With the appointment of Justice Indira Banerjee, the Supreme Court will be having three sitting women judges simultaneously for the first time.
Having said that, it is also necessary to mention that the attempt here is not to reduce these remarkable personalities to their gender. They have made worthy contributions to the field of law, transcending their gender identity. Therefore, it will be a great disservice to define them only on the basis of their gender.
Justice Leila Seth has stated that she used of find it offensive when she was addressed as a "lady judge". "Do you ever introduce your male colleague as 'male judge'? So, please avoid prefixing lady before me, a judge is a judge", she used to comment.
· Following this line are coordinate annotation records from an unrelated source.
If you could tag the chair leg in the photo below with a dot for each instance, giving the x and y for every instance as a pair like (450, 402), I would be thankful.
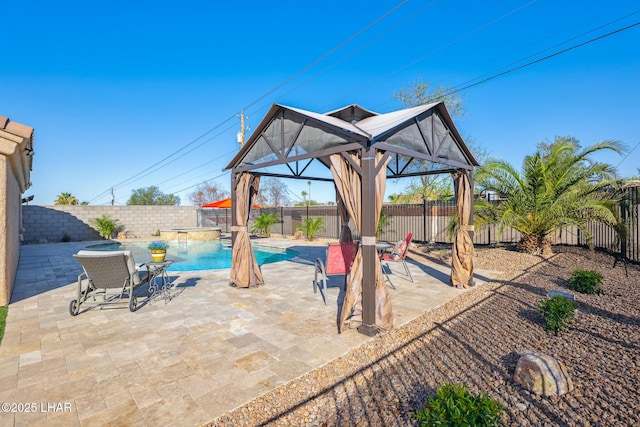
(387, 275)
(406, 268)
(319, 267)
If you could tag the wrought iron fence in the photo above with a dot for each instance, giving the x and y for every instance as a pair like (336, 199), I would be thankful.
(429, 221)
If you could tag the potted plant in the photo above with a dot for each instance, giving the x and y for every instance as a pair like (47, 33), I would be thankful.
(158, 250)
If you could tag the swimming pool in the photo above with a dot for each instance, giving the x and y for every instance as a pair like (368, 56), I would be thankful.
(193, 256)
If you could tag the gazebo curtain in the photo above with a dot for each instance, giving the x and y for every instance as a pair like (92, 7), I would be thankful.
(462, 251)
(345, 231)
(245, 272)
(349, 186)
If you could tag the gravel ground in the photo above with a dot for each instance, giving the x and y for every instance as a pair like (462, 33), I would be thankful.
(476, 339)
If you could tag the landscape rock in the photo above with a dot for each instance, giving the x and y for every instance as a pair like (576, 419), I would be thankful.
(542, 374)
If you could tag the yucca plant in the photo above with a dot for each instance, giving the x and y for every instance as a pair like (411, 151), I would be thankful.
(105, 226)
(311, 226)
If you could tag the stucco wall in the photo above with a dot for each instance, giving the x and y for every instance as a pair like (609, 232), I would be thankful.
(52, 222)
(10, 226)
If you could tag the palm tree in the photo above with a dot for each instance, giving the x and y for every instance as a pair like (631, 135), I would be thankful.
(560, 185)
(66, 199)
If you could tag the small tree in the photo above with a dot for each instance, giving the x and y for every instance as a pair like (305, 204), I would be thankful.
(560, 184)
(66, 199)
(263, 224)
(152, 196)
(273, 192)
(207, 192)
(311, 226)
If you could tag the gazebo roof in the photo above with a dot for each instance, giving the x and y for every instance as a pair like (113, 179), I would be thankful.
(420, 140)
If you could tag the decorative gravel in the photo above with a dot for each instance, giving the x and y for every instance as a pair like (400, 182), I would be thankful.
(476, 339)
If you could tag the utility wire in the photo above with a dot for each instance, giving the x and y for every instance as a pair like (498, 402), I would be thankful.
(304, 70)
(528, 64)
(549, 48)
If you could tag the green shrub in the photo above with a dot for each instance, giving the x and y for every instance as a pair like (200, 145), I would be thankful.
(556, 312)
(105, 226)
(586, 281)
(262, 224)
(311, 226)
(454, 405)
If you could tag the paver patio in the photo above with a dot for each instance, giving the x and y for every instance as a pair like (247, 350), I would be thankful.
(208, 350)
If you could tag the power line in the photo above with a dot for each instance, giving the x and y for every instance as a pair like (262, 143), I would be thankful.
(541, 59)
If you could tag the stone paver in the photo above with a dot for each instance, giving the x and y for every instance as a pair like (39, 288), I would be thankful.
(186, 361)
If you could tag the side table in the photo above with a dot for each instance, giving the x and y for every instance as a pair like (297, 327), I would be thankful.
(159, 281)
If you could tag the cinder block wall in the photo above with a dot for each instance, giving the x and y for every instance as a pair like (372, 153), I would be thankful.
(52, 222)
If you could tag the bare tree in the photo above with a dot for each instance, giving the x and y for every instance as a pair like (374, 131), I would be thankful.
(207, 192)
(433, 187)
(273, 192)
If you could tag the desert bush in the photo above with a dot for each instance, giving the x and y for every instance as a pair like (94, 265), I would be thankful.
(311, 226)
(586, 281)
(556, 311)
(262, 224)
(454, 405)
(105, 226)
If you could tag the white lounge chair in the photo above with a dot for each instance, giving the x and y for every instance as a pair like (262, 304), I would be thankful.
(108, 278)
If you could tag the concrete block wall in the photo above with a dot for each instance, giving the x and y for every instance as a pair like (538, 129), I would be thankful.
(50, 223)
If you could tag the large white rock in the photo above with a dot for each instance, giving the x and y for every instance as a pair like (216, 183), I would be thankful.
(542, 374)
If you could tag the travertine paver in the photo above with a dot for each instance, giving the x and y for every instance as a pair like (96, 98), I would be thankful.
(206, 351)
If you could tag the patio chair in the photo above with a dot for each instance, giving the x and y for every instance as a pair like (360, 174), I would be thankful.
(398, 254)
(107, 278)
(340, 257)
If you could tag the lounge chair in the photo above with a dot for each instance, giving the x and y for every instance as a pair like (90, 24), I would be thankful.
(108, 278)
(340, 257)
(398, 254)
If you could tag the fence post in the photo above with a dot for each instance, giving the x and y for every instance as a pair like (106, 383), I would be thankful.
(623, 218)
(490, 225)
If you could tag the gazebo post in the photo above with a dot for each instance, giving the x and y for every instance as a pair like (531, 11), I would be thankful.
(472, 184)
(368, 239)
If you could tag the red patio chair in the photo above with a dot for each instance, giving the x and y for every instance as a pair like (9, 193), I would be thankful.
(340, 257)
(398, 254)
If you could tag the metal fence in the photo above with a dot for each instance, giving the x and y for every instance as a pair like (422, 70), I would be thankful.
(429, 220)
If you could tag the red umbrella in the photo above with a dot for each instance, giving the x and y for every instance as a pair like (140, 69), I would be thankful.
(224, 203)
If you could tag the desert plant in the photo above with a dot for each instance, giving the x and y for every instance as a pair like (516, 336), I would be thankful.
(311, 226)
(263, 223)
(105, 226)
(158, 246)
(454, 405)
(586, 281)
(556, 311)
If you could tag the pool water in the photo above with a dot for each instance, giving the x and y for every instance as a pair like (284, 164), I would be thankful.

Their gender identity is highlighted, not to circumscribe their personality, but to address the elephant in the room - the startling gender imbalance in judiciary. Even at seven decades of existence, the Supreme Court has had only a handful of women judges in its history. Is it symptomatic of the fact that the bar and bench are steeped in sexism and gender stereotypes? A moment to introspect!
Justice Ruth Bader Ginsberg, a woman judge of US Supreme Court, commented in an interview "When I'm sometimes asked when will there be enough women on Supreme Court and I say, 'when there are nine', people are shocked. But there has been nine men and nobody has ever raised a question about that".
Let's hope for a day, where a woman being a judge will no longer be a news!